MERLEAU-PONTY, M. Quinta conversa: o homem visto de fora. São Paulo: Martins Fontes, 1948 (adaptado).
No que se refere ao problema do corpo, a filosofia cartesiana apresenta-se como contraponto ao entendimento expresso no texto por
apresentar uma visão dualista.
confirmar uma tese naturalista.
demonstrar uma premissa realista.
sustentar um argumento idealista.
defender uma posição intencionalista.
Gabarito:
apresentar uma visão dualista.
(A) Correta. O texto apresente uma visão de que o sentimento (no caso, a raiva) estava presente tanto no corpo quanto na alma do sujeito. Porém, a visão dualista de Descartes entende que o homem é constituído por duas duas substâncias: A alma, que envolve o seu pensamento, e o corpo, que envolve suas ações. Portanto, o texto traz uma percepção única, ou seja, o pensamento e o corpo juntos num só, enquant a filosofia cartesiana possui a visão dualista.
(B) Incorreta. Uma tese naturalista está relacionada ao fato do indivíduo ser moldado pela sua época, e esse não é o contexto da questão, que envolve o entendimento da relação entre o pensamento e o corpo.

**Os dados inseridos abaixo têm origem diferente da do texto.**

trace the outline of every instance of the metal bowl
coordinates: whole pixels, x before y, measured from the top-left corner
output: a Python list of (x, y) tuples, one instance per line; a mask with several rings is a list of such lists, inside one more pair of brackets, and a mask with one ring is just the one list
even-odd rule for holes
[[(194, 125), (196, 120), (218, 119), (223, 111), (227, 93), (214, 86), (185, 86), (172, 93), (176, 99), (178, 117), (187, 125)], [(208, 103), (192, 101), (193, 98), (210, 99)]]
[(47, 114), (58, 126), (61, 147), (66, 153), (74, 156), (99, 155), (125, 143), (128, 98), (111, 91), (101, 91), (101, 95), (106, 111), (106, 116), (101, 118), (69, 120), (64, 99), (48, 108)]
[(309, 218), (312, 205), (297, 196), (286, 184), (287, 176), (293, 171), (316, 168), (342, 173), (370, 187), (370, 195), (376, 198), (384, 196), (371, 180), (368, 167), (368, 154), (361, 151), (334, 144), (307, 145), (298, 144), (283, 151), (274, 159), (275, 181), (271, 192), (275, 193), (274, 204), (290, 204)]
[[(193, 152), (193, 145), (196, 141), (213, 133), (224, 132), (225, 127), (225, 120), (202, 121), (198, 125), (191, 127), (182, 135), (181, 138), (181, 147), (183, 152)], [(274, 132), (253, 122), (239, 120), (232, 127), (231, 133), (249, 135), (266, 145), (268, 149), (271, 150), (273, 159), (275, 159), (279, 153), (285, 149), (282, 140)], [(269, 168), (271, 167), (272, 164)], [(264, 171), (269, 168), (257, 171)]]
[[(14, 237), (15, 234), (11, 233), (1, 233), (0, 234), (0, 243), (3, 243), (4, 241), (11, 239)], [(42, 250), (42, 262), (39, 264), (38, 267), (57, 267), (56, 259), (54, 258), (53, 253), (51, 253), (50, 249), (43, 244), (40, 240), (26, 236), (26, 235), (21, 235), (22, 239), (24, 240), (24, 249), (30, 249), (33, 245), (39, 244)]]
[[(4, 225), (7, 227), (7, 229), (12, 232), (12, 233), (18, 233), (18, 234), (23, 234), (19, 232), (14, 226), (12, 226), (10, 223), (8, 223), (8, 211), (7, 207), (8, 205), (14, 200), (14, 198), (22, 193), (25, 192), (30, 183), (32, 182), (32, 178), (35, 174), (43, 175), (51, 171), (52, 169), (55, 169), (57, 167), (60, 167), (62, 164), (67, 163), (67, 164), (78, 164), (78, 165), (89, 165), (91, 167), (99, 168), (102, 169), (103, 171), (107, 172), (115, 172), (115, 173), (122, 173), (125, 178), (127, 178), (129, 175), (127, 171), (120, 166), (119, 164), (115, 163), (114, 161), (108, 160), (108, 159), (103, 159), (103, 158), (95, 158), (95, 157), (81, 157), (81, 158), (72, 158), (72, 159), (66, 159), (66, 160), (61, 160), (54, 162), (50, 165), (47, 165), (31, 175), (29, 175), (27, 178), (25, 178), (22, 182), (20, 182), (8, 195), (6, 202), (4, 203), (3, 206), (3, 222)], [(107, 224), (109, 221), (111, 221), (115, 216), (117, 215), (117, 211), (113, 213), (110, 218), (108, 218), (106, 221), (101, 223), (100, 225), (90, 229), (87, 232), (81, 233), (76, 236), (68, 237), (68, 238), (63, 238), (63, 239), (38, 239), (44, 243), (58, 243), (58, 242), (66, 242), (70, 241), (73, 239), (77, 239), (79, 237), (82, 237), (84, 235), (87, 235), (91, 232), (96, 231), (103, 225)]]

(C) Incorreta. Não há demonstração de uma premissa realista por parte do autor, mas sim um entendimento de unidade entre o corpo e a alma.
(D) Incorreta. Não há a formação de um argumento realista no texto.
(E) Incorreta. Uma posição intencionalista está relacionada a uma filosofia que compreende as ações somente a partir da sua intenção. No caso do texto, apesar de ser relatado o sentimento de raiva, essa não é o contraponto entre o entendimento do autor e o entendimento da filosofia cartesiana.